L'opposant Léonid Volkov admet volontiers que la bataille sera "difficile".

Déjà, la machine judiciaire russe est en marche. Plus de 3.500 interpellations ont eu lieu lors des manifestations samedi, un record selon l'ONG spécialisée OVD-Info. Un premier manifestant a été condamné lundi à 10 jours de détention, selon l'agence d'Etat TASS.

De Vladivostok à Saint-Pétersbourg en passant par l'Oural et Moscou, des enquêtes criminelles ont été lancées pour violences contre des policiers, troubles à l'ordre public ou dégradations. Autant de délits et de crimes passibles de prison.

La pluie de boules de neige ayant visé les forces anti-émeutes moscovites pourrait coûter cher à leurs auteurs, si le geste est qualifié d'agression.
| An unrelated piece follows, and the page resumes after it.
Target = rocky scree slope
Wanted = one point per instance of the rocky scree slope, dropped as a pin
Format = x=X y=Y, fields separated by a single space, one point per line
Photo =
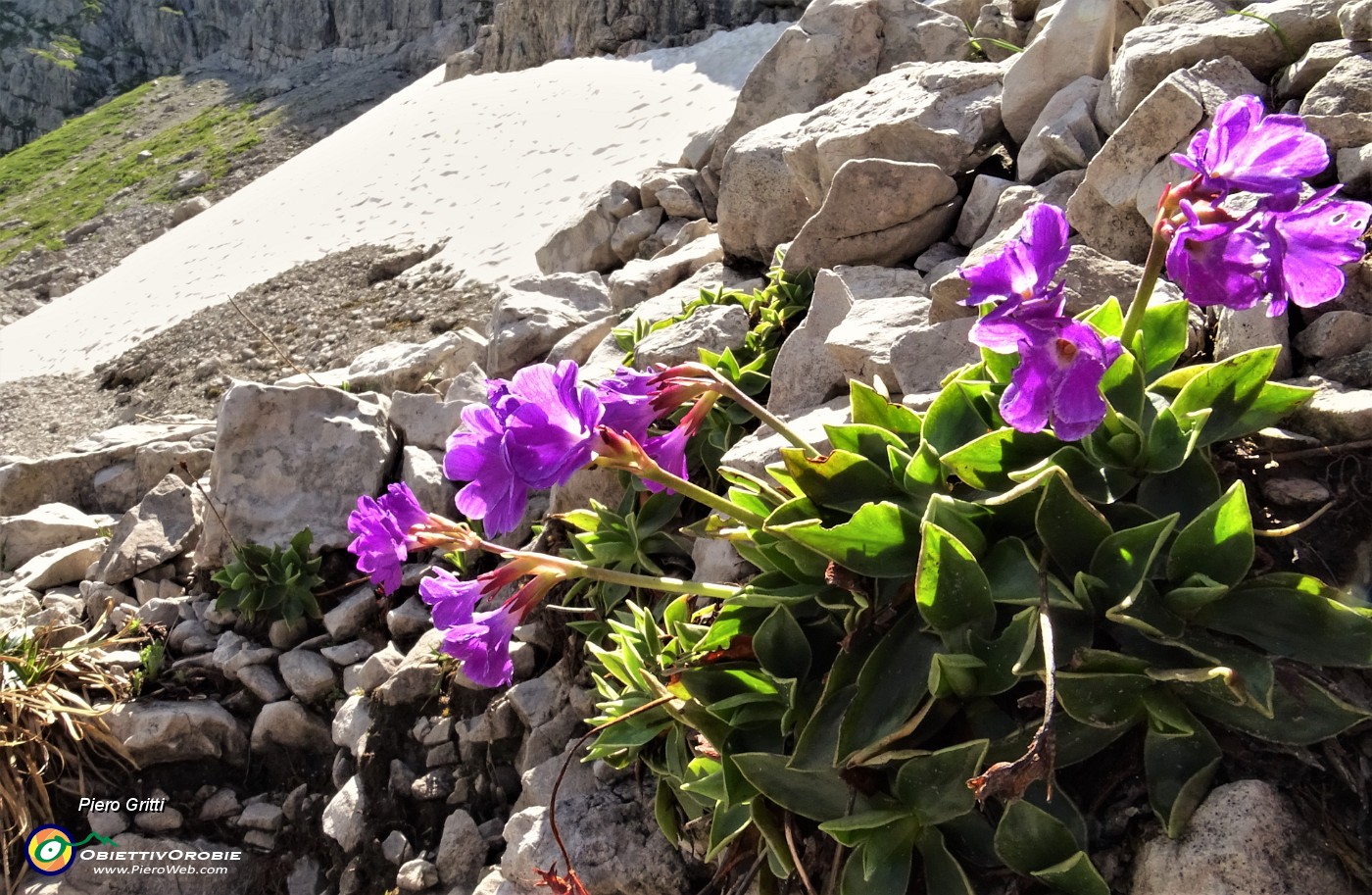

 - "Pédophiles politiques" - 

Alexeï Navalny risque quant à lui dès le 2 février plusieurs années de prison, accusé d'avoir violé un contrôle judiciaire en se faisant soigner à l'étranger après son probable empoisonnement. Pourtant, il est parti en Allemagne dans le coma, avec le blanc-seing de Vladimir Poutine en personne.

Il est visé aussi par une enquête pour escroquerie, passible de 10 ans de détention, et un procès pour diffamation l'attend le 5 février.

Comme la mobilisation s'est largement faite en ligne, les autorités font également monter la pression sur les plateformes, TikTok en tête car très populaire auprès des adolescents.

Elles s'efforcent de présenter les partisans de M. Navalny, avec l'aide de réseaux sociaux irresponsables, comme des vauriens manipulant "des enfants" à des fins politiques.

Le puissant Comité d'enquête, chargé des dossiers prioritaires, a ouvert une investigation pour "incitation de mineurs à participer à des activités illégales susceptibles de mettre en danger leurs vies".

La télévision, sous contrôle du Kremlin, n'est pas en reste, en particulier sa grande émission politique dominicale Vesti Nedeli. 

"Navalny construit sa propagande de telle manière que chez ses partisans on retrouve beaucoup d'adolescents et d'enfants", dénonce le présentateur Dmitri Kissiliov, architecte de la machine médiatique étatique.

"Des pédophiles politiques", lâche-t-il même.